Council supported in principle a proposed lumberjack heritage festival, with one goal of getting involved being that they could have input into the spending on the initiative. Council expressed interest in getting the Manitoulin Tourism Association to make a presentation to council and Mr. Hardy said by including heritage in the proposal, they may be able to access certain heritage funding to help support the event.
One-time efficiency grant
Township staff had identified some possible uses for the $228,000 grant. The roads superintendent listed his top three priorities, in order, as being a plow/sander, having access to a bulldozer for the landfill and roughly 5.5 kilometres of road that could use gravel this year at a cost of up to $40,000.
The fire chief identified getting a permanent propane generator for the township office and fire hall, and Mr. Hardy recommended getting a portable generator that could be brought to a community centre or similar building that would provide shelter in an emergency.
Councillor McKenzie made a formal motion based on his previous comments in the budget planning process that council’s honorariums be cut in half, with the balance being sent to the town’s reserves. He was unable to secure a seconder and the motion was lost.
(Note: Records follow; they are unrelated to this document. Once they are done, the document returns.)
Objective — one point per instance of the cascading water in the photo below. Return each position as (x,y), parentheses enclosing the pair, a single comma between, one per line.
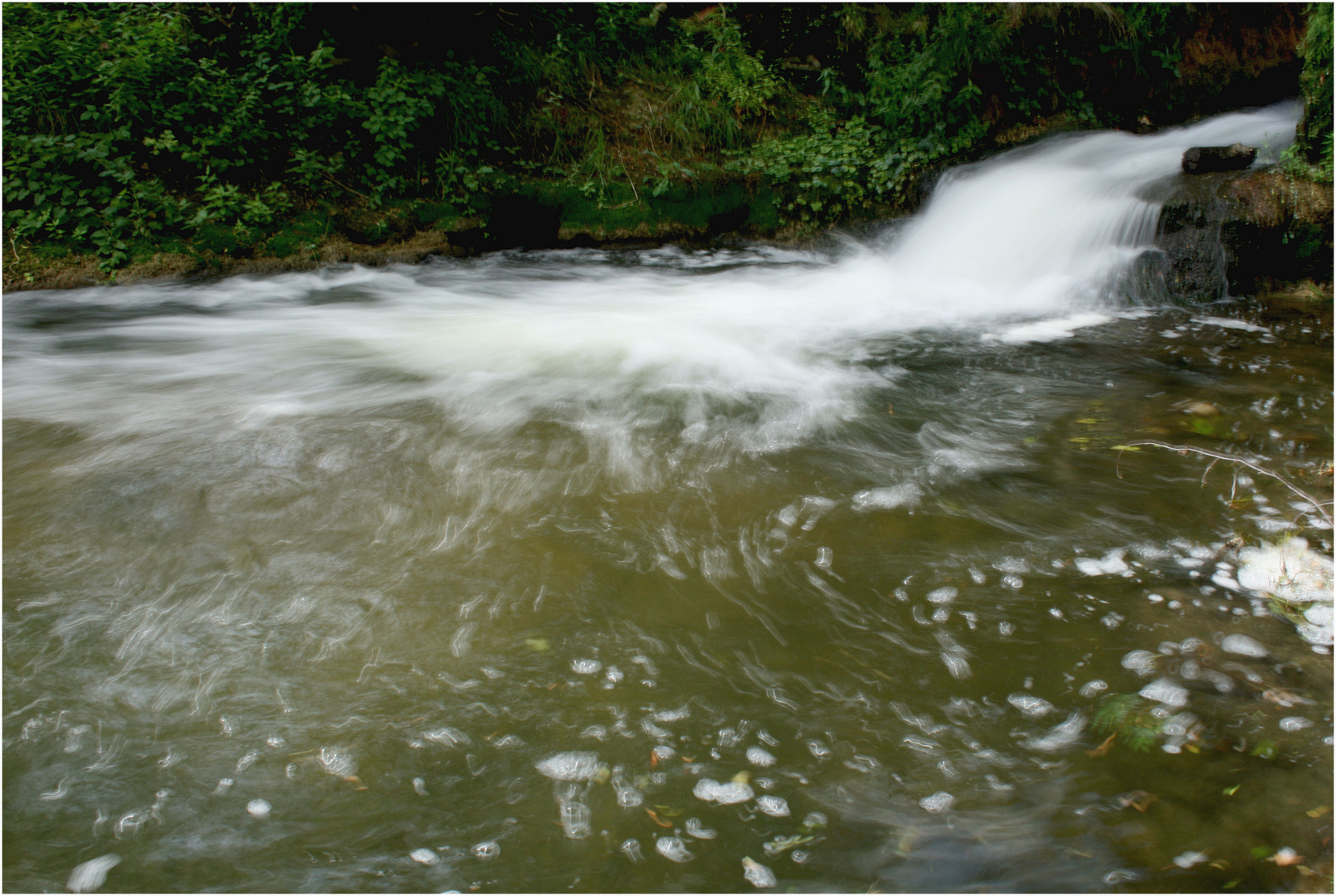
(357,578)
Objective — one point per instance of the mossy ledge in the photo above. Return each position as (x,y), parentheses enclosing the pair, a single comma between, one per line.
(1255,231)
(534,214)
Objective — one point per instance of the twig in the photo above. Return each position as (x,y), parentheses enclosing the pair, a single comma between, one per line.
(1220,455)
(346,187)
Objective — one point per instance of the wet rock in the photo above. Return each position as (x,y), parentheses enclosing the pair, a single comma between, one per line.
(1239,232)
(1235,157)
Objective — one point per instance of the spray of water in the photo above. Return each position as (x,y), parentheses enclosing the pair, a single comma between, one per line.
(671,338)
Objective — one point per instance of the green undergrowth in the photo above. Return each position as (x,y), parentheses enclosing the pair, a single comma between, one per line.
(241,129)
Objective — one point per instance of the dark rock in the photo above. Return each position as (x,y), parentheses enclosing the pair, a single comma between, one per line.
(1235,234)
(1235,157)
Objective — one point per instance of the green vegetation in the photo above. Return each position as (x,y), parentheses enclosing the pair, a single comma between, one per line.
(1129,718)
(129,129)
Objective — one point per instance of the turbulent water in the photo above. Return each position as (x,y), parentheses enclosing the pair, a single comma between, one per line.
(705,571)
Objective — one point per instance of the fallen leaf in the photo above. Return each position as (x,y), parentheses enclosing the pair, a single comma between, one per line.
(1103,748)
(1287,856)
(657,821)
(1139,800)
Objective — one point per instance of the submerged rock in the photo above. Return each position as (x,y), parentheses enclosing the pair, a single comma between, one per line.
(1235,157)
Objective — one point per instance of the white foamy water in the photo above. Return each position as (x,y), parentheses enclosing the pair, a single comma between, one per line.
(1027,239)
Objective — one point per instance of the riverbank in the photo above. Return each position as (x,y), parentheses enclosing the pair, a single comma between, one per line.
(1264,230)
Mr. Hardy said he had received an update about the landfill condition that stated it was in poor repair after the winter. There were concerns that an area not to be disturbed had been touched.
He said the roads superintendent had been provided with the design manual for the dump and notes from DST Engineering about starting to form an outside berm around the area, and how best to fill the space. Mr. Hardy also asked DST to give a site visit with the roads superintendent and landfill staff to learn what else needs to be done since the effects of this winter.
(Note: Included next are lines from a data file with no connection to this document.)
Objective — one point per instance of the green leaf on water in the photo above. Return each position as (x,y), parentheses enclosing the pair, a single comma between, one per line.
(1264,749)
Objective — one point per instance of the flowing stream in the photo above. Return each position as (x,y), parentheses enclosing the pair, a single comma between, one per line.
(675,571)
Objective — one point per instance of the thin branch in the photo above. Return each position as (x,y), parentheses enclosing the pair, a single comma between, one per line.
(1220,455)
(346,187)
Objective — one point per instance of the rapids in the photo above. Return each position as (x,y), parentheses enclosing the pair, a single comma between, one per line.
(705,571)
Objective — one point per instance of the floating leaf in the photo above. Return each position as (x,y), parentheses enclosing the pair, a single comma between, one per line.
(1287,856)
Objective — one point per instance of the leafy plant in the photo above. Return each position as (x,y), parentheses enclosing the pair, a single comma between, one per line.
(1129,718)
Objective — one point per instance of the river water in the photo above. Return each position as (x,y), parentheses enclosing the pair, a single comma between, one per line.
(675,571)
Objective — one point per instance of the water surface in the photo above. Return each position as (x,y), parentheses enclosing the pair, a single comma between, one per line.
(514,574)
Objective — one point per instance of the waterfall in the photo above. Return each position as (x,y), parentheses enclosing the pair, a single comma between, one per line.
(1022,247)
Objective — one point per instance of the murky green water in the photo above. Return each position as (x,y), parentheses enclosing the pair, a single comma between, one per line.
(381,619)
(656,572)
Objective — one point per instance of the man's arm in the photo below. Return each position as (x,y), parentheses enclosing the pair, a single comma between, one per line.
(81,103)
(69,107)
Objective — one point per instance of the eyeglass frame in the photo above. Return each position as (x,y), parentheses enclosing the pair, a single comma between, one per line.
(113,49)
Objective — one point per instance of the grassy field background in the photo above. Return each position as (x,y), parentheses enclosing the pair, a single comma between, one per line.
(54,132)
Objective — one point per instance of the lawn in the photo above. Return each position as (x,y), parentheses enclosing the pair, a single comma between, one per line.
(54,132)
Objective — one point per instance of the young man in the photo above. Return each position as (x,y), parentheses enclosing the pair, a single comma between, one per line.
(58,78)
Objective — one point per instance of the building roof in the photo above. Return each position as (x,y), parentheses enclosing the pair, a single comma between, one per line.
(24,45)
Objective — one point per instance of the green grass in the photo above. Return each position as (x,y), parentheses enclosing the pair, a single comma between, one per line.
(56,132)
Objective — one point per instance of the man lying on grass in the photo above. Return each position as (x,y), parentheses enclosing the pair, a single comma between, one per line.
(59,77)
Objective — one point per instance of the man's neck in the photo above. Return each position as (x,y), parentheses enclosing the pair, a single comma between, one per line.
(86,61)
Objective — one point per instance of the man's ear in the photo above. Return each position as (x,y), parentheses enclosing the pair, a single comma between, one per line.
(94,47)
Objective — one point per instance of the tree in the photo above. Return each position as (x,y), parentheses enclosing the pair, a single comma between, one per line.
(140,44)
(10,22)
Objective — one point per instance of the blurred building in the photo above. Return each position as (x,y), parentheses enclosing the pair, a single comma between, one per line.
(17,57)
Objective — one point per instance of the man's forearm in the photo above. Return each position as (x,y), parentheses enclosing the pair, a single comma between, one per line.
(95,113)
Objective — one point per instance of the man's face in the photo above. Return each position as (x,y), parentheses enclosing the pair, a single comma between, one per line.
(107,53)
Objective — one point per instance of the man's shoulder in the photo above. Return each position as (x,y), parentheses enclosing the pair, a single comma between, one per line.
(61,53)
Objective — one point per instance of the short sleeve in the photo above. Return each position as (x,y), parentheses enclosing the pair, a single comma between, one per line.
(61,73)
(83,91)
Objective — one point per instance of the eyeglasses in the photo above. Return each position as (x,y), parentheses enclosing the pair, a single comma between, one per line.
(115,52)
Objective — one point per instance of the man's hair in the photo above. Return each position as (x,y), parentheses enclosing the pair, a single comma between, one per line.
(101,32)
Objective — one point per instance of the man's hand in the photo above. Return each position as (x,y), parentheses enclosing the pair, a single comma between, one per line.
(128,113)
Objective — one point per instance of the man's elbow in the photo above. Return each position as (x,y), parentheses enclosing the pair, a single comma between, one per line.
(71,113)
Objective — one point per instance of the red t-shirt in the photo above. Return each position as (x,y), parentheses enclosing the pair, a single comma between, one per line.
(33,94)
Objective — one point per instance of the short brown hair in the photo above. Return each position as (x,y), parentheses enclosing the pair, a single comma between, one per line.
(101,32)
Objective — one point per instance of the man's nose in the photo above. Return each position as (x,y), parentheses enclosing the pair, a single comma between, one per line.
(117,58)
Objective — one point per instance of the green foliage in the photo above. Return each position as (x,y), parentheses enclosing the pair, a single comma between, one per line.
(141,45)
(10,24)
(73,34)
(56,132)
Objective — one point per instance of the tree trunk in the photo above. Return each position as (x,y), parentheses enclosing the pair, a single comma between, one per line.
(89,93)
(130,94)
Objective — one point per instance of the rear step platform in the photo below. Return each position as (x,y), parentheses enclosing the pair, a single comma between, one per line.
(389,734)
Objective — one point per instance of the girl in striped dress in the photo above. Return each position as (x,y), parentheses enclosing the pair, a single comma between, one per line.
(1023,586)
Councillor McKenzie said that council had asked the landfill attendant two weekends prior to have the public leave their garbage at the base of the landfill because it was unsafe to enter the site, and that the roads crew would move it to the top.
Reeve David Jaggard asked when council had given that direction. Councillor McKenzie said it had been discussed at a meeting, but was unsure of whether a motion had been made.
“The issue here is that’s not council’s job. Council should not be doing that,” said Mr. Hardy, noting that landfill procedures had to follow the provincially approved manual which cannot be changed without informing the ministry.
Council resolved out of closed session to direct Mr. Hardy to negotiate a five-year contract with Infrastructure Ontario for the lease of the Tehkummah patrol yard and speak with public works labourer candidates.